Ye sons of earth, who loath with ranc'rous hate
The godlike worth you cannot imitate,
With Io Paeans rend the vaulted skies,
For hated genius, hated virtue dies;
Unaw'd, ye now may dare th' exploring light,
Nor seek the deep recesses of the night:
Unlash'd, your malice now may spend its rage,
Nor dread damnation from the poet's page.
But where, ye virtues, will ye now retreat!
Where will ye fix on earth once more your seat?
Thou melting fair, whose kindly list'ning ear,
(And eye for ever moisten'd with a tear)
To griefs sad voice attend in piteous mood,
And "learn the luxury of doing good."
To what protecting bosom wilt thou fly,
First born of Jove, and best lov'd, Charity?

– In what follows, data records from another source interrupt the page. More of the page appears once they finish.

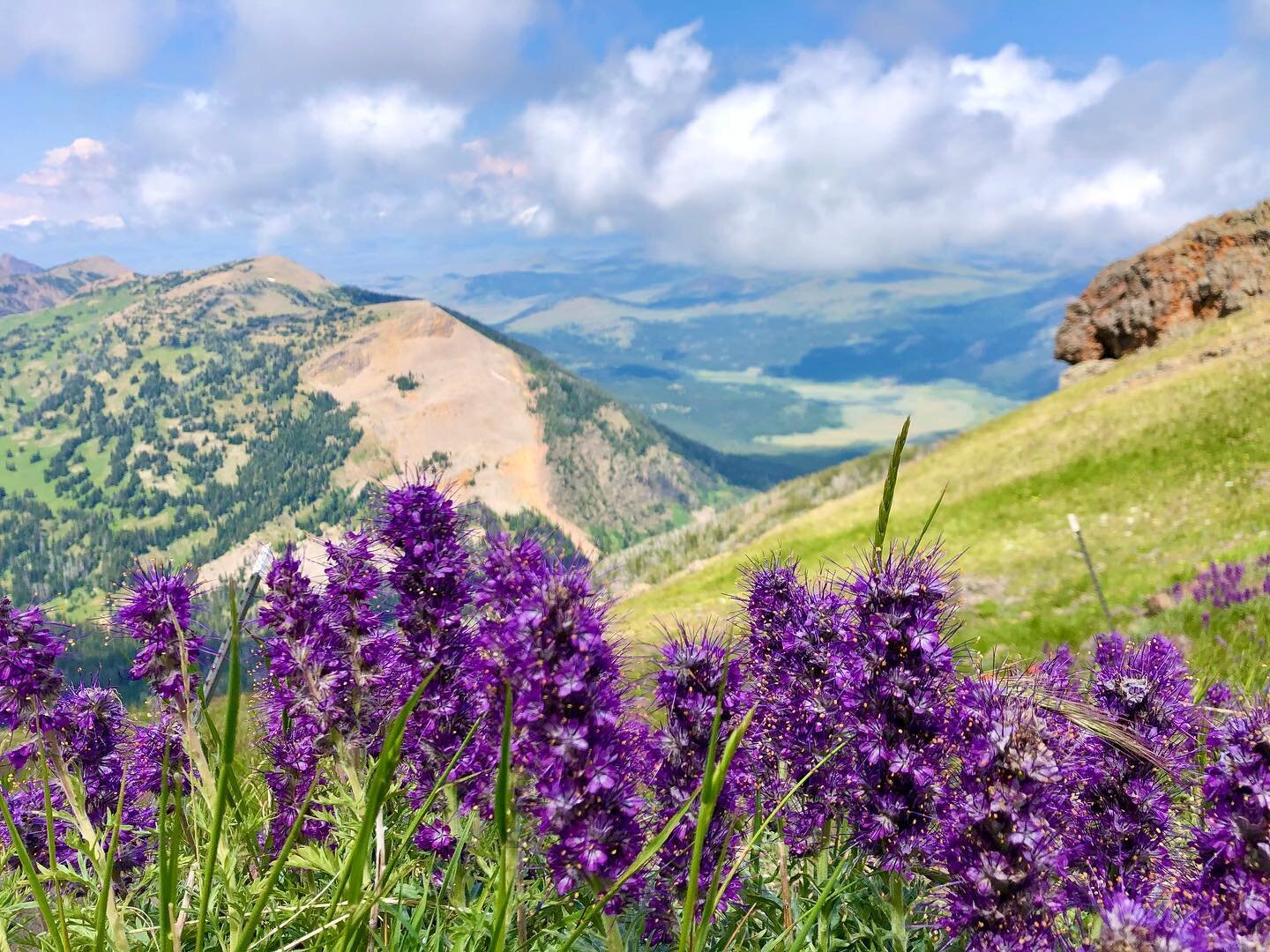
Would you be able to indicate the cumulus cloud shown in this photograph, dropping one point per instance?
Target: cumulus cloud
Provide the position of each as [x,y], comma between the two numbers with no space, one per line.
[84,40]
[335,121]
[75,184]
[333,160]
[843,160]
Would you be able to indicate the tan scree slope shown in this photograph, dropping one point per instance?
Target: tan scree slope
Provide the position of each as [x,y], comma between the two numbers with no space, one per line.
[473,404]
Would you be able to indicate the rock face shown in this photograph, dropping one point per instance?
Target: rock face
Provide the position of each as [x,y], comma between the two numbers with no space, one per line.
[1206,271]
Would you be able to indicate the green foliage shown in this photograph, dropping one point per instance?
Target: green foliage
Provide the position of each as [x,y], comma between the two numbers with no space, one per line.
[1165,457]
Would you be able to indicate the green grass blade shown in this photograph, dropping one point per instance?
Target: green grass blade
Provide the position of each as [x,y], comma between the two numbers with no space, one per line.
[651,850]
[710,788]
[28,868]
[227,768]
[504,822]
[276,871]
[926,525]
[376,792]
[721,772]
[108,873]
[49,834]
[357,922]
[888,489]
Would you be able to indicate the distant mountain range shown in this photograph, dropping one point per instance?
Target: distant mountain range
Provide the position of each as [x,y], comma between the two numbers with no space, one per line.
[811,368]
[195,414]
[28,287]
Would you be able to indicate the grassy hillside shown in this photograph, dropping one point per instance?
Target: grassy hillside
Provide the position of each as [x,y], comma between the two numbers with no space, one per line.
[1165,457]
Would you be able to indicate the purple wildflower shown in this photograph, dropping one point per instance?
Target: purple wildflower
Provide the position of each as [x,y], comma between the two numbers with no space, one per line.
[1131,926]
[26,802]
[1147,689]
[799,663]
[158,609]
[900,695]
[1233,843]
[1002,827]
[1222,585]
[430,573]
[29,648]
[305,698]
[545,628]
[147,747]
[696,681]
[90,727]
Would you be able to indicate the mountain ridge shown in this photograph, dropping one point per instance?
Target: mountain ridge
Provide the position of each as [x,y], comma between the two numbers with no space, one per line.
[158,414]
[1203,271]
[28,287]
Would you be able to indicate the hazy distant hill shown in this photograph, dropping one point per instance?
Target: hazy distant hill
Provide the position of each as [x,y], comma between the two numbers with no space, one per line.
[188,413]
[808,368]
[26,287]
[1165,456]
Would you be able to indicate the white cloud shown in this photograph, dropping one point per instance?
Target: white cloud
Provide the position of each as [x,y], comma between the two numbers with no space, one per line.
[389,124]
[332,161]
[75,184]
[594,152]
[86,40]
[842,160]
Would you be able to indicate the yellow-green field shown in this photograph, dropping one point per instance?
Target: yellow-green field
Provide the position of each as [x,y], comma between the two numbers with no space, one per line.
[1165,458]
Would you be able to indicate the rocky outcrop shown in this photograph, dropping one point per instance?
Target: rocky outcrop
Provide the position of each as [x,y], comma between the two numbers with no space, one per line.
[1206,271]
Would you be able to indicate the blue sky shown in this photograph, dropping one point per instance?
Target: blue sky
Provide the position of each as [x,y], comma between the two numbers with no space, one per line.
[392,138]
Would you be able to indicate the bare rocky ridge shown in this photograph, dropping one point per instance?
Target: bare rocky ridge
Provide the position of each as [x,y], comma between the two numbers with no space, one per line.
[1206,271]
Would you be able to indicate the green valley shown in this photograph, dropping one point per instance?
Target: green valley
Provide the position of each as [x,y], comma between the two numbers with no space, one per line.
[1165,457]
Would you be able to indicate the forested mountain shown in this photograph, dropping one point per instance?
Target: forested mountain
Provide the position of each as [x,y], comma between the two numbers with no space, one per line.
[26,286]
[193,414]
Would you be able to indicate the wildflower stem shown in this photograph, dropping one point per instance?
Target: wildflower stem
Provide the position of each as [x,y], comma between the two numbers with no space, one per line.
[612,936]
[898,911]
[1094,574]
[227,768]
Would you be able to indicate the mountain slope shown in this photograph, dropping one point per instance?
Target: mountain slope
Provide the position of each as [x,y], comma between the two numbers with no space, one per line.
[1208,270]
[28,287]
[1165,457]
[185,414]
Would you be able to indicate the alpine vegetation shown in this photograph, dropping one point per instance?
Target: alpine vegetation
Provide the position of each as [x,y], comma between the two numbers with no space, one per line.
[446,747]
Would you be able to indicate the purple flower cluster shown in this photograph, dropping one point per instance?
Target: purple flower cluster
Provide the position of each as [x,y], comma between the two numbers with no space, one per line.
[900,693]
[354,583]
[1147,689]
[430,570]
[696,683]
[86,734]
[1232,847]
[799,663]
[303,698]
[1226,584]
[158,609]
[544,628]
[1002,825]
[26,802]
[29,648]
[1129,926]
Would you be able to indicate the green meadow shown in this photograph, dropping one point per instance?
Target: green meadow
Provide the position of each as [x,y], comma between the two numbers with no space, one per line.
[1165,458]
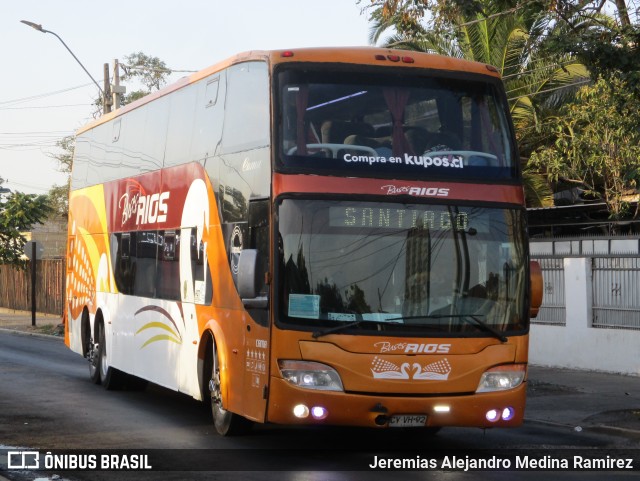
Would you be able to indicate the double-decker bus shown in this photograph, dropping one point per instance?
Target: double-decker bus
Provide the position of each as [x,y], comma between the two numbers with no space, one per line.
[312,236]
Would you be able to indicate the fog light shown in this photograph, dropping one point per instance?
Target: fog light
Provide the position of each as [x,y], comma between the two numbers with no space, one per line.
[493,415]
[508,413]
[318,412]
[301,411]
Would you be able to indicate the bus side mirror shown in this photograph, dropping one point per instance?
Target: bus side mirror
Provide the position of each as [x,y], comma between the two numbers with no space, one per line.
[248,280]
[536,288]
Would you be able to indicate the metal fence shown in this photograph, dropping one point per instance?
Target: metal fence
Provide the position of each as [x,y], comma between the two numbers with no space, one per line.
[553,310]
[615,279]
[15,287]
[616,292]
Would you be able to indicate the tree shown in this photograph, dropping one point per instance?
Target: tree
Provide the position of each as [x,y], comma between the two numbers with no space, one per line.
[152,74]
[595,144]
[59,194]
[19,213]
[494,33]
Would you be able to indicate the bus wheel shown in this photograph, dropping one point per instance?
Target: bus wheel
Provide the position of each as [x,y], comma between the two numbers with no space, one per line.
[110,378]
[225,422]
[93,355]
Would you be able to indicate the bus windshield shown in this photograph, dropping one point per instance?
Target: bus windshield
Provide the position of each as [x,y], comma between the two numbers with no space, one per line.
[421,268]
[414,125]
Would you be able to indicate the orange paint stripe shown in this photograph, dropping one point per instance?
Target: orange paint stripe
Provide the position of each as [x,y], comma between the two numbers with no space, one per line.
[308,184]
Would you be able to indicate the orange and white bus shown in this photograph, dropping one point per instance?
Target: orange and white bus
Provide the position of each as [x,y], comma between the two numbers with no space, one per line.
[314,236]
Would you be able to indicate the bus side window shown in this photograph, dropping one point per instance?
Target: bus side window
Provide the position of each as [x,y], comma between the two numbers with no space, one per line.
[168,272]
[125,261]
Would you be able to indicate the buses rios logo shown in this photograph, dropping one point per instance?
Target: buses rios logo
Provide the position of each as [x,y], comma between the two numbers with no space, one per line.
[393,189]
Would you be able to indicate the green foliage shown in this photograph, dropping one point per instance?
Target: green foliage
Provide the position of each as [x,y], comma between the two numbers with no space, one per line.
[150,72]
[19,213]
[59,194]
[595,143]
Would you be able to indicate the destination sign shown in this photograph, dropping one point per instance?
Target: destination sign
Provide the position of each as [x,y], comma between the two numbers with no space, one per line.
[397,218]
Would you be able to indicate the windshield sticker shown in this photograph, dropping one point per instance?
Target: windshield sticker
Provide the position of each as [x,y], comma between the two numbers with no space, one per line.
[304,305]
[410,348]
[435,371]
[416,191]
[341,316]
[438,160]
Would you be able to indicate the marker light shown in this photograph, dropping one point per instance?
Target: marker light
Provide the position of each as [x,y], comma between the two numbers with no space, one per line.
[310,375]
[301,411]
[508,413]
[441,409]
[501,378]
[318,412]
[492,415]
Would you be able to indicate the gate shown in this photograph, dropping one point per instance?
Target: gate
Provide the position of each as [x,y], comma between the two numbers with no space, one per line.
[553,308]
[616,292]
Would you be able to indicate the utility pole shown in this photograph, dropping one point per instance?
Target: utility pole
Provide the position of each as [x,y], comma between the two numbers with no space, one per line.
[116,88]
[106,100]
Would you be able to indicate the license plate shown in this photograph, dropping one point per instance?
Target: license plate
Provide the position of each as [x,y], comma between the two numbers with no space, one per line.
[408,421]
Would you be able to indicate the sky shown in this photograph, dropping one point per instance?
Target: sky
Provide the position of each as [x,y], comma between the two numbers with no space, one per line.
[45,95]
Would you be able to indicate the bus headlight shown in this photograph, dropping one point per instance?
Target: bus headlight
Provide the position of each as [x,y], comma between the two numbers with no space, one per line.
[310,375]
[501,378]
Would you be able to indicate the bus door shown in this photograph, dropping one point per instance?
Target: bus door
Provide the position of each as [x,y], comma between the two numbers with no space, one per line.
[254,261]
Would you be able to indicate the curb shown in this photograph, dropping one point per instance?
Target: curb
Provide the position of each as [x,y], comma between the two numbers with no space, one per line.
[599,428]
[15,332]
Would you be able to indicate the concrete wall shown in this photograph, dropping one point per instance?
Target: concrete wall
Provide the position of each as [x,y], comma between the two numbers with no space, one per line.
[578,345]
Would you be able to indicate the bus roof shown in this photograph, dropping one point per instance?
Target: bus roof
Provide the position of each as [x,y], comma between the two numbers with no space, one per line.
[353,55]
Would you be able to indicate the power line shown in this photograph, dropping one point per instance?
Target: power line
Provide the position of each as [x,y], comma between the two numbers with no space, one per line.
[551,90]
[39,96]
[44,107]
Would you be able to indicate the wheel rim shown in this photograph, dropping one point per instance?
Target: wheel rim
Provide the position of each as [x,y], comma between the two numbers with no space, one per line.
[214,387]
[102,349]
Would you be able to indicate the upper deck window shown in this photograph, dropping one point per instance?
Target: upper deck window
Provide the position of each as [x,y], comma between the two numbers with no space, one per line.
[414,124]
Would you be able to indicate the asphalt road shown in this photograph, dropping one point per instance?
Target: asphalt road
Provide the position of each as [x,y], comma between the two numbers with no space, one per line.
[48,403]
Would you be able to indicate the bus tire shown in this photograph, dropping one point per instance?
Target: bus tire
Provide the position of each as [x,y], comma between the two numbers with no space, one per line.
[92,351]
[225,422]
[110,378]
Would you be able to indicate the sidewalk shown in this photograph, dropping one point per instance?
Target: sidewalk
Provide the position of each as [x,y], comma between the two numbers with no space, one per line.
[21,321]
[570,398]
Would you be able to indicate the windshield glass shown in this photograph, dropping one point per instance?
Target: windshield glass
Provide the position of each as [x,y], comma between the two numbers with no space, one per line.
[381,266]
[411,125]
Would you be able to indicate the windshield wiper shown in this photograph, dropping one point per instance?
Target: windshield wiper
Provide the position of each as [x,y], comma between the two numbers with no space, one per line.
[324,332]
[470,318]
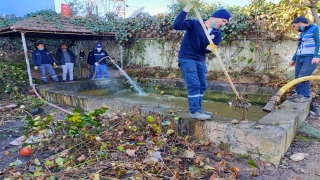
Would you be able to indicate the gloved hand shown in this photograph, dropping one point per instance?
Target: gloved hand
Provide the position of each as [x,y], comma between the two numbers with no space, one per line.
[212,47]
[191,4]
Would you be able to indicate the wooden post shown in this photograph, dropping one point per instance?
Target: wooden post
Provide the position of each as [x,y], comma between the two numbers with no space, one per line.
[26,56]
[121,55]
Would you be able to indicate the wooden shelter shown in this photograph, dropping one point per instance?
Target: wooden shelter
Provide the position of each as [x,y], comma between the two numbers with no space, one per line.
[40,27]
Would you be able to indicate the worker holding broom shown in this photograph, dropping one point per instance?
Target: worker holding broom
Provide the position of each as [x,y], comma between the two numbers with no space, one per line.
[307,56]
[192,54]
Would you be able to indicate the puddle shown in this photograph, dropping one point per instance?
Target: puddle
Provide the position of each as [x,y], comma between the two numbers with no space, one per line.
[220,109]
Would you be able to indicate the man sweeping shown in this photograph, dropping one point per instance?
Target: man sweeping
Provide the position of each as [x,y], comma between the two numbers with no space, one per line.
[307,56]
[192,54]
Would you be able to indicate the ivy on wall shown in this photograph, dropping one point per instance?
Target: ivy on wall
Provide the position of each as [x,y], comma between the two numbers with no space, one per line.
[259,21]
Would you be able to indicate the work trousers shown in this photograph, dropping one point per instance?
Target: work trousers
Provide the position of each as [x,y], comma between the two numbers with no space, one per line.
[68,67]
[44,68]
[101,68]
[194,75]
[303,68]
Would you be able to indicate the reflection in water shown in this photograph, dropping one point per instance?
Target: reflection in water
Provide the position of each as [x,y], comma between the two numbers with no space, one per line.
[178,103]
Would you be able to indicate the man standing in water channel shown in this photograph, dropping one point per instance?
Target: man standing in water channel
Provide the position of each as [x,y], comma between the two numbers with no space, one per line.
[307,56]
[192,54]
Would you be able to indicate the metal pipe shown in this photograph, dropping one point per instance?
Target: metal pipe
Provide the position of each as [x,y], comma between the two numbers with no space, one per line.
[26,56]
[274,100]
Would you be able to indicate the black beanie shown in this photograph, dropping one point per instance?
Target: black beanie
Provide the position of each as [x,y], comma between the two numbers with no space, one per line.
[300,19]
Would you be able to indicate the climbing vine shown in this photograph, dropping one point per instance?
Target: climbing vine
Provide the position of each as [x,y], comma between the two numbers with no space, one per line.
[260,21]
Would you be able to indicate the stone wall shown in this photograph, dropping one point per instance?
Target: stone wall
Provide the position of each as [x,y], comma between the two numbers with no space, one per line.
[271,56]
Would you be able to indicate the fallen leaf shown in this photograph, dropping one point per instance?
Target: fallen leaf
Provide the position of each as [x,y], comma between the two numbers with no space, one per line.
[189,154]
[303,171]
[59,161]
[207,143]
[16,174]
[234,121]
[245,121]
[207,167]
[131,152]
[197,159]
[219,154]
[95,176]
[153,157]
[16,163]
[82,158]
[298,156]
[150,119]
[214,176]
[98,138]
[36,161]
[235,170]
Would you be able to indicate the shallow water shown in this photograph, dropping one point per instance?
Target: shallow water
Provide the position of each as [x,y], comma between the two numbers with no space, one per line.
[178,103]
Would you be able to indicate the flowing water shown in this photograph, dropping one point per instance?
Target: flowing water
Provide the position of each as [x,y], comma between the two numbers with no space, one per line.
[158,100]
[132,82]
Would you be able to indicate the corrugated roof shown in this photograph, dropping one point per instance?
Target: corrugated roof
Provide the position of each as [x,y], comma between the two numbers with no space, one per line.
[37,24]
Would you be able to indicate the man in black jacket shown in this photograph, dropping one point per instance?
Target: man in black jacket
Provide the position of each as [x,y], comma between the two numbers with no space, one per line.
[91,63]
[66,59]
[42,60]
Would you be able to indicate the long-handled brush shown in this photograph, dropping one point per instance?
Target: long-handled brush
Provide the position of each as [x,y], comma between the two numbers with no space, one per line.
[238,102]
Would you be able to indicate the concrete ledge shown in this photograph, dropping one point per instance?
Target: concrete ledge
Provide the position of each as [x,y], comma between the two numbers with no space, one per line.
[269,143]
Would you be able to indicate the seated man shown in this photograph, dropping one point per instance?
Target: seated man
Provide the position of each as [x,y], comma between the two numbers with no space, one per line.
[101,64]
[66,59]
[42,60]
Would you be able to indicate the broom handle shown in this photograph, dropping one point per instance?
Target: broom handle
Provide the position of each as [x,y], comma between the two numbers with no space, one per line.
[217,55]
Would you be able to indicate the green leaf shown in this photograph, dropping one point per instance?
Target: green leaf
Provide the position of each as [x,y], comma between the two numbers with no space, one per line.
[252,163]
[36,161]
[150,119]
[47,162]
[169,132]
[121,148]
[166,123]
[16,163]
[59,161]
[176,118]
[207,167]
[191,168]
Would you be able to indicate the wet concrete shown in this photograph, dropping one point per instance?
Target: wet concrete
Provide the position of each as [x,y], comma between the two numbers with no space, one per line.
[268,138]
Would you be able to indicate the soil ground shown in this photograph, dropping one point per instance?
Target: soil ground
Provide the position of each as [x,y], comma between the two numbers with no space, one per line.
[307,169]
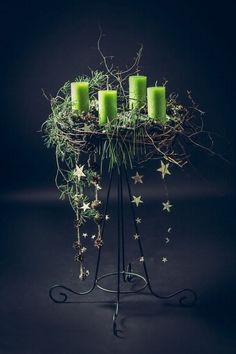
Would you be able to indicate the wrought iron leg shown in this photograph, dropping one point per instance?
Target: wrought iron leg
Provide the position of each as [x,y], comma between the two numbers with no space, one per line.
[119,240]
[59,293]
[188,296]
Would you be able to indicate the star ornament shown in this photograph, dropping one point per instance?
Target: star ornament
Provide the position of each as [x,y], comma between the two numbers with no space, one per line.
[85,206]
[137,200]
[136,236]
[79,171]
[164,169]
[86,128]
[137,178]
[167,206]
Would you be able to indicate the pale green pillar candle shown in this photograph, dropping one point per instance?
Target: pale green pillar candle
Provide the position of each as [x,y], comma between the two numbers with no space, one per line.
[156,103]
[137,91]
[107,106]
[80,96]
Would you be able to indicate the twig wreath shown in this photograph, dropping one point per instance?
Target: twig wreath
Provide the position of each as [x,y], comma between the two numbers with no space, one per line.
[132,140]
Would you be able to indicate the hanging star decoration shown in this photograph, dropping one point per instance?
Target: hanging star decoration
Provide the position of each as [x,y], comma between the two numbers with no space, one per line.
[85,206]
[79,172]
[137,200]
[136,236]
[98,242]
[167,206]
[137,178]
[164,169]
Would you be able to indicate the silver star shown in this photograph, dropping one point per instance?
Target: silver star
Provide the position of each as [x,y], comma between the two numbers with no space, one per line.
[167,206]
[136,236]
[164,169]
[79,172]
[85,206]
[137,178]
[137,200]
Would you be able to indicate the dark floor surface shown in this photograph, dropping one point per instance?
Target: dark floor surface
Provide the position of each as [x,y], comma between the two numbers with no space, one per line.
[36,253]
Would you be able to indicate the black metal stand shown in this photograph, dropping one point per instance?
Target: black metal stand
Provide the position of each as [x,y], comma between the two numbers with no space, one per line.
[124,271]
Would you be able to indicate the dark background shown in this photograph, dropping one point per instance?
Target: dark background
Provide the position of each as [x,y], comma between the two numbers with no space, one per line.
[45,44]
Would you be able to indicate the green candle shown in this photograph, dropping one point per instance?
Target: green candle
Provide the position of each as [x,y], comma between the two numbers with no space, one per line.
[107,103]
[137,91]
[156,102]
[80,96]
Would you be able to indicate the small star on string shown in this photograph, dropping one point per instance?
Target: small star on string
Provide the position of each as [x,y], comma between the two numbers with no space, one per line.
[137,178]
[137,200]
[164,169]
[167,206]
[98,242]
[85,206]
[79,172]
[86,128]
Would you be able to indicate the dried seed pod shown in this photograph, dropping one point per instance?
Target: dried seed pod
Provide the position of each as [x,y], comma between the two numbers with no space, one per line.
[95,204]
[78,257]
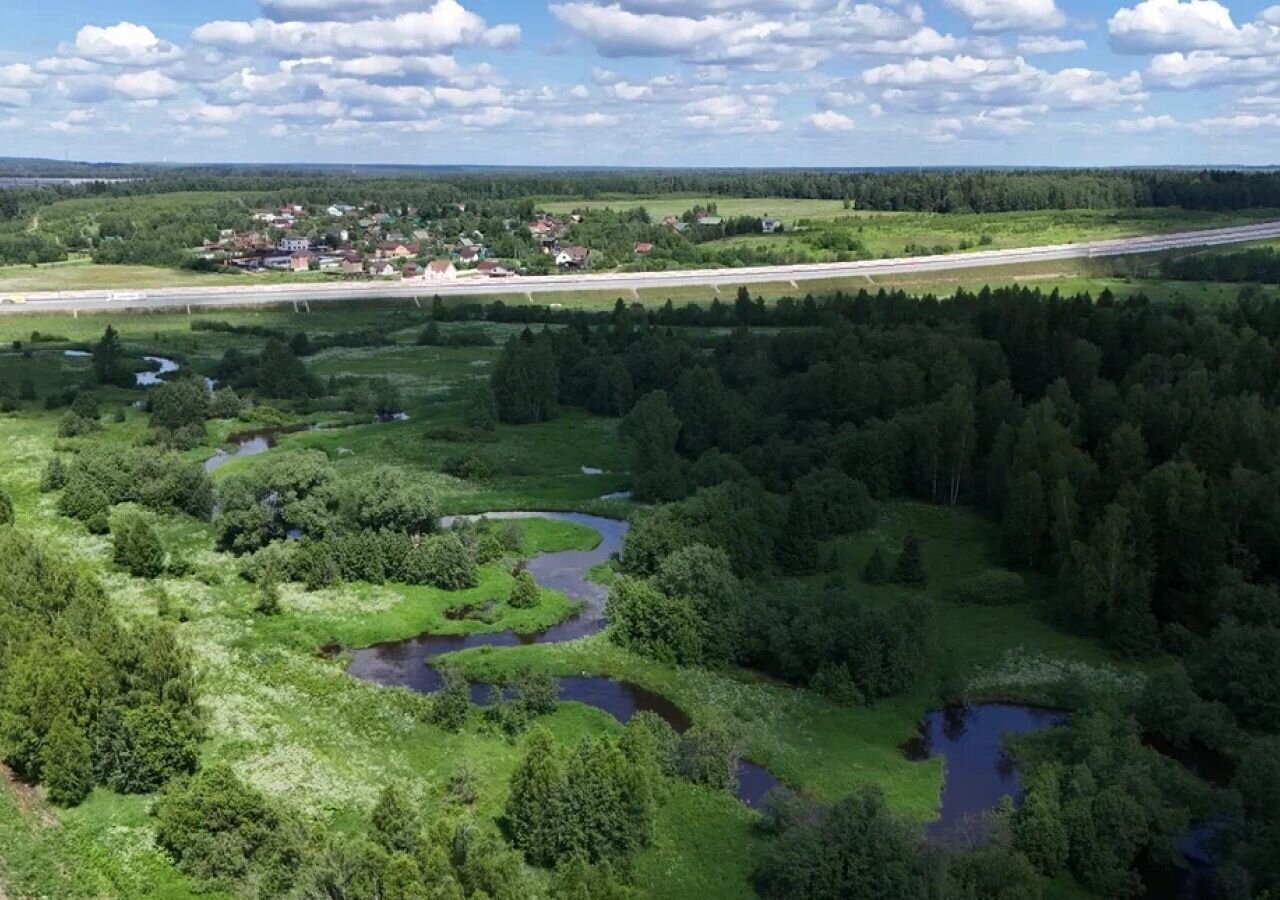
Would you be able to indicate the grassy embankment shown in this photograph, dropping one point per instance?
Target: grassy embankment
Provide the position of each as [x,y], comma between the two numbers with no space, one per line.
[880,233]
[295,725]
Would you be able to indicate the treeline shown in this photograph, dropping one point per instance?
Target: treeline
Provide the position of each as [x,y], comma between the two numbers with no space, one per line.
[83,699]
[932,190]
[1258,264]
[1130,450]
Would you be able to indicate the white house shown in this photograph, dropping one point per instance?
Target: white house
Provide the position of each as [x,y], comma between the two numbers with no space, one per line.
[440,270]
[575,257]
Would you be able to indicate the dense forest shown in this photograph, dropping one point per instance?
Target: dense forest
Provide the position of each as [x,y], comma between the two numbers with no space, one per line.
[1128,452]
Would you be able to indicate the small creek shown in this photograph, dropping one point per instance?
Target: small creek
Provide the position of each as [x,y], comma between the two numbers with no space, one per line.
[978,771]
[407,663]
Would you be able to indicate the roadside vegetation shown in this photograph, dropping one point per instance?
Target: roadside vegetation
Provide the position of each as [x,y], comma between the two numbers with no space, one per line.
[845,511]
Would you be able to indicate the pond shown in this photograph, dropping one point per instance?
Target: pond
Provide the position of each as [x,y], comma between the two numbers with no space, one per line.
[978,771]
[407,663]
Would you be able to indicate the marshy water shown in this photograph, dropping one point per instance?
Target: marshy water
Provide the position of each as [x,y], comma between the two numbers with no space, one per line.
[978,771]
[407,663]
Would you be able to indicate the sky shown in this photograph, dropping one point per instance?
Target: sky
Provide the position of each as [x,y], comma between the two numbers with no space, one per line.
[643,82]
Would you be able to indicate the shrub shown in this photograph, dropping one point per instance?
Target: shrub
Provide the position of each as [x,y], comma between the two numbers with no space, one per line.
[138,750]
[136,547]
[877,569]
[525,593]
[65,764]
[990,588]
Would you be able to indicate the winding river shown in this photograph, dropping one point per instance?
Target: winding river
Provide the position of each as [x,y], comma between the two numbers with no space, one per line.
[407,663]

And thou, Simplicity, untutor'd maid,
In modest garb of purest white array'd,
Who know'st no artifice,or mean disguise,
The ray of truth emaning from thine eyes;
Forlorn, lost maid! ah, well with drooping head,
And tear unceasing, may'st thou mourn the dead;
Thy fav'rite gone, no shelt'ring breast remains
To stay thy flight, and keep you on our plains;
Vain now thy charms untaught, and unadorn'd,
For tawdry art succeeds while you are scorn'd.

Unhappy Britain! thou too are undone,
Thou weep'st the loss of her last virtuous son;
Who now will rouze her senatorial band,
When desolation spreads around the land;
When her deserting faithless children fly
To climes remote beneath the western sky?
E'en now they plough their sad, long watry way,
And leave her realm to slav'ry and decay.
Ill-fated wretches! who forsake a home,
Where peace and plenty crown your hours, to roam
In deadly swamps, and forests that display
An endless tract, impervious to the day;
Where wintry blasts scowl dreadful o'er the plain,
And summer scourges with a fiery reign;
Where the brown Indian takes his treach'rous stand,
His bow and painted arrows in his hand;
From him no warning prompt to shun the wound,
But unseen death for ever hovers round.
Ah, wretches! often shall ye wish to gain
Those careless hours you've lost, but wish in vain;
In beachen shades, on margin green to play
No more, but heartless toil thro' the long day.
Those harmless sports that ye have left behind,
Those hearty joys that speak the vacant mind,
Those simple scenes in which your hours were spent,
Your aukward jests, and bursts of merriment,
Your cottage fires, oft when "the sun was set,"
With eager glee the village circle met;
Where, at the woodman's song, or barber's tale,
Full many a laugh went round, and much brown ale;
How well he sung, whose oaten pipe no more
Shall warble music to our list'ning shore,
That oaten pipe we well may break in twain,
For sure no lip will tune so well again.

If, happy bard, a muse so mean as mine
May form a wreath to decorate thy shrine;
Accept the humble tribute that she pays,
If not in tuneful, yet in honest lays:
Blest task! when sporting with the muse's lyre,
We sing what truth and gratitude inspire.